Digital Exhibit Sampler

A testing ground for online display of Digital Archives content, including collection visualizations and presentation templates that can be applied to curated exhibits.

W.E. Peters Athens County map

Created using ArcGIS Online. To gain access to the Libraries' ArcGIS Organization, contact Erin Wilson.

 

Book Beat place mentions Google Map

The Book Beat Test Map below is intended to show every geographic place mentioned in the Don Swaim Collection's Book Beat transcripts. It was generated using Python Natural Language Processing library spaCy. A Python script scanned each of the Book Beat broadcast transcript text files for instances of

  • GPE ("Countries, cities, states")
  • LOC ("Non-GPE locations, mountain ranges, bodies of water")
  • FAC ("Buildings, airports, highways, bridges, etc.")

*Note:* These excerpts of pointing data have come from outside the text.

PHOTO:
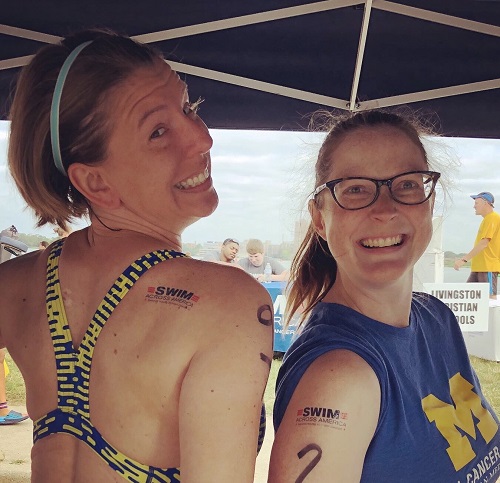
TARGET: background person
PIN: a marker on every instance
(227, 255)
(7, 416)
(256, 263)
(378, 386)
(485, 256)
(116, 332)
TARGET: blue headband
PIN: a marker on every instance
(54, 108)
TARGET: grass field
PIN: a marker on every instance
(487, 371)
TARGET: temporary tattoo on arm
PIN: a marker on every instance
(265, 358)
(312, 464)
(320, 416)
(180, 297)
(265, 315)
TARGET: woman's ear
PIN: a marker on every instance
(89, 181)
(317, 219)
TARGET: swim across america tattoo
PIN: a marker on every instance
(312, 464)
(265, 315)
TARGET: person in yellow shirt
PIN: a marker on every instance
(485, 256)
(7, 416)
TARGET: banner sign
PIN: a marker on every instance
(282, 337)
(468, 301)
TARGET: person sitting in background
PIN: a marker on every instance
(227, 255)
(256, 263)
(134, 360)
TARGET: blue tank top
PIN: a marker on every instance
(73, 370)
(435, 424)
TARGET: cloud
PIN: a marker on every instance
(263, 179)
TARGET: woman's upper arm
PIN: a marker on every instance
(221, 394)
(329, 422)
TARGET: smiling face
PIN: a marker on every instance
(159, 151)
(380, 243)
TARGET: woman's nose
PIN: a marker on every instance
(385, 203)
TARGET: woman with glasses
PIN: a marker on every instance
(378, 386)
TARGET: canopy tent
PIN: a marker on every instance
(267, 64)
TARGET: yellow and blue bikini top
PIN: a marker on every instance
(73, 369)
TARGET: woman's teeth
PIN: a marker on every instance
(382, 242)
(194, 181)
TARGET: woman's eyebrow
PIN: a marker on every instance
(149, 112)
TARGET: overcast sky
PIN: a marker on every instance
(263, 178)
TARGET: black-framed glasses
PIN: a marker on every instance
(356, 193)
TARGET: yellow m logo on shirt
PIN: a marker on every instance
(448, 418)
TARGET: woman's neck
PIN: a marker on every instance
(389, 303)
(105, 228)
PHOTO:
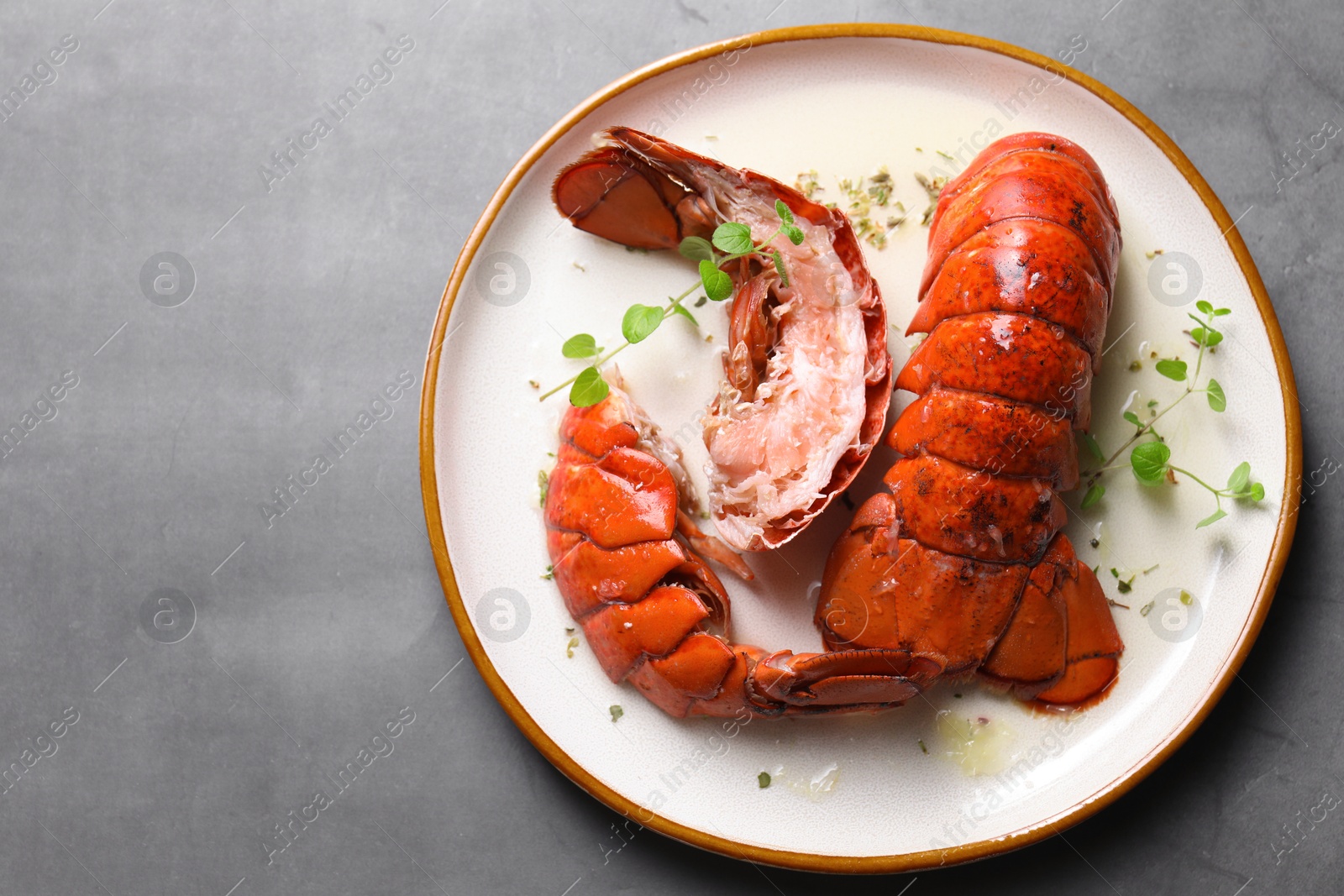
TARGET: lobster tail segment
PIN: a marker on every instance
(964, 564)
(628, 562)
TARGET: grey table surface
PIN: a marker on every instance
(307, 296)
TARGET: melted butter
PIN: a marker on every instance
(813, 789)
(978, 746)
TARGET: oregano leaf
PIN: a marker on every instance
(1149, 463)
(1171, 369)
(717, 284)
(640, 322)
(589, 389)
(1216, 399)
(732, 238)
(580, 345)
(696, 249)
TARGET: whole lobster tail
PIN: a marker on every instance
(628, 563)
(967, 553)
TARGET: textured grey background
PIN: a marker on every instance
(312, 296)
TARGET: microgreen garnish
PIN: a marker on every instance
(1151, 459)
(729, 242)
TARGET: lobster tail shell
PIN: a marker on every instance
(964, 563)
(647, 192)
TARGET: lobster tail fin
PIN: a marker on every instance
(1062, 645)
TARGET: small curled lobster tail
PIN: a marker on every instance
(628, 562)
(963, 563)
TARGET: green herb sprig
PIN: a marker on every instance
(729, 242)
(1149, 456)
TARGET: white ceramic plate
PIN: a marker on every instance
(853, 793)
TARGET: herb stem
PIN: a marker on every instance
(667, 312)
(620, 348)
(1216, 492)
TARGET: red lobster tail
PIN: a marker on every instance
(654, 613)
(964, 564)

as identified by the en_core_web_sm pretrained statistical model for English. A second Python script then searched Wikidata via its Wikibase API for the first search result with geographic coordinates (P625) and compiled the results to a CSV which was then uploaded to Google maps.

Each point is shaded to reflect the number of mentions in the Book Beat transcripts (with darker points having more mentions) and are tagged with an

  • Entity: the name of the place as identified by spaCy
  • filenames: the file names of the text transcripts where entity was identified
  • labels: the labels (GPE, LOC, FAC) spaCy used to identifiy the place
  • mentions: the number of mentions of that place
  • description: the Wikidata description of that place
  • wikidata-label: the name of the place in Wikidata
  • wikidata-url: the URL of the Wikidata page for that place
  • latitude and longitude

Because of the very rudimentary search of Wikidata, there are many obvious mistakes on this map. "Georgia" was mentioned 36 times, but it is unlikely that all of them are of the "republic in the Caucasus region," and there is a "Long Island" in the Outer Hebrides that was probably not actually referred to 38 times. A proper reconciliation would significantly enhance the resulting data, and the map could be used as a collection browsing interface with the inclusion of links to the broadcasts themselves in CONTENTdm.

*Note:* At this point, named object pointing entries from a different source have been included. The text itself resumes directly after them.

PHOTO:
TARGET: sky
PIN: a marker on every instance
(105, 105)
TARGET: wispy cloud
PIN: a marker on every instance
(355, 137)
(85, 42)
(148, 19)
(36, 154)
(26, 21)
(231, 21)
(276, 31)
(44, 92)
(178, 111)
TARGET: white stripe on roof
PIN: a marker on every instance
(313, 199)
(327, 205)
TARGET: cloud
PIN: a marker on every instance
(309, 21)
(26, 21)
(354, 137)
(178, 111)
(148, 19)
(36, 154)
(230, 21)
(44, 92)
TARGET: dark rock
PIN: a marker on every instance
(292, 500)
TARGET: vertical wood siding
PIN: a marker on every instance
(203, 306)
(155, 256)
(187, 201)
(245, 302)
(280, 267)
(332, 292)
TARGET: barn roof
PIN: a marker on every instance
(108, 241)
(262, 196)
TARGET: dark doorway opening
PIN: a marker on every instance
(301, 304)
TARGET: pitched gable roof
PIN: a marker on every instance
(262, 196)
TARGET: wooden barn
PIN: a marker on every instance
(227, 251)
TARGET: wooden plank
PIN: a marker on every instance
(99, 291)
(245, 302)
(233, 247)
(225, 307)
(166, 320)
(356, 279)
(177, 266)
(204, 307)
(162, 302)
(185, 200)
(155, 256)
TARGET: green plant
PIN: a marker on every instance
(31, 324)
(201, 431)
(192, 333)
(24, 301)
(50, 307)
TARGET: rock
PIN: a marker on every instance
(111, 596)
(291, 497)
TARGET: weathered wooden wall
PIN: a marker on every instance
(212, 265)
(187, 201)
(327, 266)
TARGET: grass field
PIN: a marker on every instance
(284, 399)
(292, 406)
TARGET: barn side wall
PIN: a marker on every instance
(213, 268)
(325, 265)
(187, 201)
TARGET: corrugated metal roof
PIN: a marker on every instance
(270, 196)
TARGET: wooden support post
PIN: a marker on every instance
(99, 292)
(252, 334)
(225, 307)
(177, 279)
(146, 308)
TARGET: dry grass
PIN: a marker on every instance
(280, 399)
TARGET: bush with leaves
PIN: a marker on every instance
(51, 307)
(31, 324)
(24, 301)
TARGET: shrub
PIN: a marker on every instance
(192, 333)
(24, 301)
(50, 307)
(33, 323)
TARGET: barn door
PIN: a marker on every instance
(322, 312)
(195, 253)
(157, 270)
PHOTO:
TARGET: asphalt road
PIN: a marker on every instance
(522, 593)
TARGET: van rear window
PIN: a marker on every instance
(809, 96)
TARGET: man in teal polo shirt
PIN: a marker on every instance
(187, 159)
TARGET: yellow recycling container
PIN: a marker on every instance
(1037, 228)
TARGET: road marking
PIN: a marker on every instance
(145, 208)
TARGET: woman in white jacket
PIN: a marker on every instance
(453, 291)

Book Beat places mentioned dashboard

The Book Beat places mentioned map was recreated as an ArcGIS map and dashboard in August 2020. Book Beat transcript text was downloaded from CONTENTdm then run though two spaCy models (en_core_web_md and xx_ent_wiki_sm) to reduce numerous false identifications. The ~1,000 unique places identified were reconciled against Wikidata using OpenRefine to get name, coordinate, and type data. Place and transcript mention data were then joined in ArcGIS Online to create a map and associated dashboard.

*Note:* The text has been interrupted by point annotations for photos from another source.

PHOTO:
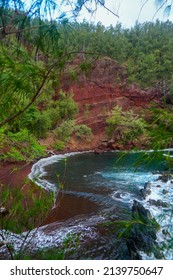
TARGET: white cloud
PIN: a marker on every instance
(129, 12)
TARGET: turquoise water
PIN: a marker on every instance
(90, 189)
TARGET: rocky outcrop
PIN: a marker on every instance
(104, 87)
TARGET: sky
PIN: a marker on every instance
(128, 11)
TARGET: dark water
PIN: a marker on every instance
(91, 189)
(106, 183)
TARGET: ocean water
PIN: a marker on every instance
(97, 188)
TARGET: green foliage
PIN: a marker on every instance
(25, 212)
(67, 107)
(126, 126)
(83, 132)
(59, 145)
(41, 124)
(161, 129)
(21, 146)
(65, 130)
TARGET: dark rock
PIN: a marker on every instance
(146, 190)
(3, 211)
(144, 230)
(164, 191)
(158, 203)
(164, 177)
(98, 151)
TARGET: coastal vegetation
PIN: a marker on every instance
(38, 56)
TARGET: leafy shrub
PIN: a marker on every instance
(41, 124)
(67, 106)
(126, 126)
(59, 145)
(21, 146)
(65, 130)
(83, 132)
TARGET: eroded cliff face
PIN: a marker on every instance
(104, 87)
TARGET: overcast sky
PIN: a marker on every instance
(128, 11)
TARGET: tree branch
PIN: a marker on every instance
(39, 90)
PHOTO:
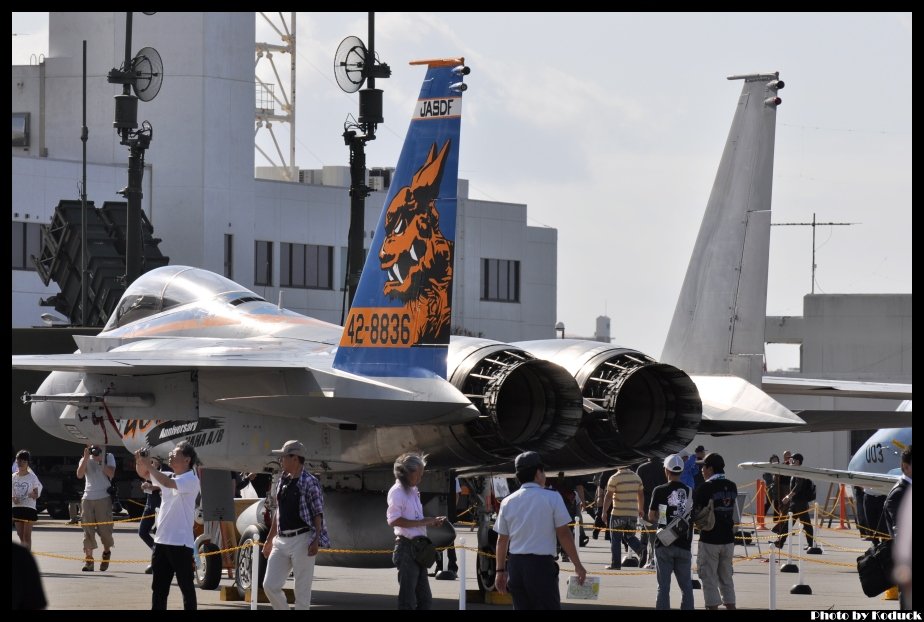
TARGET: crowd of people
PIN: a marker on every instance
(672, 495)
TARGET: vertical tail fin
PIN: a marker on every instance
(399, 322)
(718, 325)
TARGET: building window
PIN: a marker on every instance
(344, 260)
(27, 241)
(20, 129)
(500, 280)
(263, 263)
(306, 266)
(229, 256)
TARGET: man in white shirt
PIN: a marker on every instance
(97, 467)
(174, 541)
(528, 524)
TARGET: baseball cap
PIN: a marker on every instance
(296, 448)
(673, 463)
(713, 460)
(527, 460)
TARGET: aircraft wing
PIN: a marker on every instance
(784, 385)
(881, 483)
(731, 405)
(279, 377)
(839, 420)
(165, 355)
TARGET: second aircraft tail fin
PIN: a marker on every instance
(718, 324)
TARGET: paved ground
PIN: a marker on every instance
(831, 576)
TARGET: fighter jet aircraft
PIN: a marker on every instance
(191, 355)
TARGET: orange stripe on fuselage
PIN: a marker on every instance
(213, 321)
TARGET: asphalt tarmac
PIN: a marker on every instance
(831, 577)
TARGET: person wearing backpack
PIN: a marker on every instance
(799, 498)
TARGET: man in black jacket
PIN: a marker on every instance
(799, 498)
(717, 546)
(893, 503)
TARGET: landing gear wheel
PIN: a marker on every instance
(208, 570)
(243, 562)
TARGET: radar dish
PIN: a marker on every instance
(350, 64)
(148, 72)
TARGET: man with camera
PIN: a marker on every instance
(174, 541)
(669, 508)
(97, 467)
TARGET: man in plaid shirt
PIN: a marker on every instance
(297, 530)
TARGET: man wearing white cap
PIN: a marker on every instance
(297, 530)
(667, 502)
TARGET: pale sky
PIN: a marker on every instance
(610, 128)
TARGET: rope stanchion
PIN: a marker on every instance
(759, 501)
(255, 575)
(463, 573)
(842, 497)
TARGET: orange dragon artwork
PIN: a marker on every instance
(415, 255)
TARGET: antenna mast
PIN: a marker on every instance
(813, 225)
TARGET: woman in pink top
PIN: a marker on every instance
(405, 515)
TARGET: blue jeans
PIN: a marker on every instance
(677, 561)
(413, 585)
(625, 524)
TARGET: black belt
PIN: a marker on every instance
(294, 532)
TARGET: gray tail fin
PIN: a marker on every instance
(718, 325)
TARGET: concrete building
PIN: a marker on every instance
(200, 190)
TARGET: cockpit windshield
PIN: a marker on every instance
(167, 287)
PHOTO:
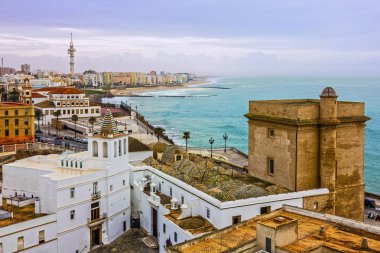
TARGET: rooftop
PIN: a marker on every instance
(339, 235)
(217, 179)
(13, 104)
(60, 90)
(20, 214)
(46, 104)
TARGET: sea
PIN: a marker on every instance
(218, 107)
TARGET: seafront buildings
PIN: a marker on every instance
(16, 123)
(67, 100)
(307, 144)
(77, 201)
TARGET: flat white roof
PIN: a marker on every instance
(49, 163)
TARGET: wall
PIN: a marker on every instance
(30, 231)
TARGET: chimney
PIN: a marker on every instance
(365, 243)
(322, 230)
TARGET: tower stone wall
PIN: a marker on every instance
(313, 144)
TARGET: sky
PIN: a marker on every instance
(207, 37)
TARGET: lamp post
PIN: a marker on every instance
(211, 141)
(137, 119)
(225, 137)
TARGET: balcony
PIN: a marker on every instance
(96, 219)
(96, 195)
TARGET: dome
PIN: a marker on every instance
(328, 92)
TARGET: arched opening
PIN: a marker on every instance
(125, 146)
(95, 149)
(105, 149)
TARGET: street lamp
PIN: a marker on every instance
(137, 119)
(211, 141)
(225, 137)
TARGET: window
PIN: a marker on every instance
(271, 133)
(236, 219)
(270, 166)
(265, 209)
(95, 211)
(20, 243)
(41, 236)
(72, 192)
(95, 187)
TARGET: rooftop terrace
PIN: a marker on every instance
(339, 235)
(21, 214)
(217, 179)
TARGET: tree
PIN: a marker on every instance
(75, 118)
(92, 121)
(186, 136)
(57, 114)
(159, 131)
(38, 114)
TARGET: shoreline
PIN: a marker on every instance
(136, 91)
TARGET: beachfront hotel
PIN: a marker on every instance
(305, 144)
(68, 100)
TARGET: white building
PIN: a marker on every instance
(93, 79)
(83, 198)
(167, 206)
(68, 100)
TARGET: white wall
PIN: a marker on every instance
(30, 231)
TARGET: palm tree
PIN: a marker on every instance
(92, 121)
(75, 118)
(159, 131)
(38, 114)
(186, 136)
(57, 114)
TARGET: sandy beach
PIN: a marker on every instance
(138, 90)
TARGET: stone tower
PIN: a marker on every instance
(328, 121)
(71, 52)
(26, 92)
(305, 144)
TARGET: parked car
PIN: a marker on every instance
(369, 202)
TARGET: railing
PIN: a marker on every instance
(101, 217)
(96, 195)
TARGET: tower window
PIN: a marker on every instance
(270, 166)
(271, 133)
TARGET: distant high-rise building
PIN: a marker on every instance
(25, 68)
(71, 52)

ArcGIS has much richer data analysis and display features than Google Maps, but somehow doesn't seem to have way to filter location points based on more than one value of Wikidata's "instance of" types.

A similar workflow has been described in detail by Charlie Harper and R. Benjamin Gorhamin in their article "From Text to Map: Combing Named Entity Recognition and Geographic Information Systems" in issue 49 of the Code4Lib Journal.